Enhancing hydrological modelling with reanalysis soil moisture: A data-driven approach for optimizing initial conditions through reanalysis integration

Hydrological models are fundamental tools for water resource management, flood mitigation, and ecological protection. Soil moisture (SM) critically affects the accuracy and reliability of these models by influencing rainfall infiltration and runoff generation. While previous studies have demonstrated the benefits of incorporating SM observations or products into hydrological simulations, there is still ample room to fully exploit their potential in developing the initial SM conditions and reducing the warm-up process before model calibration.
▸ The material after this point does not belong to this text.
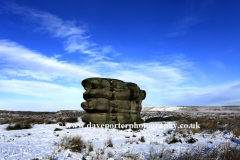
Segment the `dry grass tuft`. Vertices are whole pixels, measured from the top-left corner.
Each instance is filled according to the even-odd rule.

In this study, we develop a novel strategy to enhance the utility of the European Centre for Medium-Range Weather Forecasts Reanalysis v5-Land (ERA5-Land) SM dataset in replacing the default initial SM of the Block-wise use of the TOPMODEL (BTOP) model without warm-up adjustments. This strategy involves establishing robust relationships between BTOP and ERA5-Land SM variables, grounded in their physical definitions, through various curve-fitting functions and Long Short-Term Memory (LSTM) model. The improved ERA5-Land SM series are then applied for the calibration of the BTOP model to assess their effectiveness in substituting initial SM conditions across Japan's Fuji and Shinano River Basins. The results show that the LSTM model outperforms traditional curve fitting in establishing relationships of various SM variable combinations, and the basin-scale LSTM provides a practical advantage for large basins with high computational costs, while still maintaining the reliability of relationship constructed. Furthermore, the proposed strategy for initial SM acquisition exhibits commendable performance in replacing the default initial conditions of the BTOP model, resulting in substantial improvements in hydrological simulations. During the calibration period, the metrics (NSE and KGE’) showed enhancements of up to 30.63 % and 15.03 %, respectively, while in the validation period, these metrics improved by 6.49 % and 25.11 %, further highlighting the effectiveness of the strategy. This satisfactory strategy helps preserve more data for the calibration and validation of hydrological models, particularly in data-scarce basins.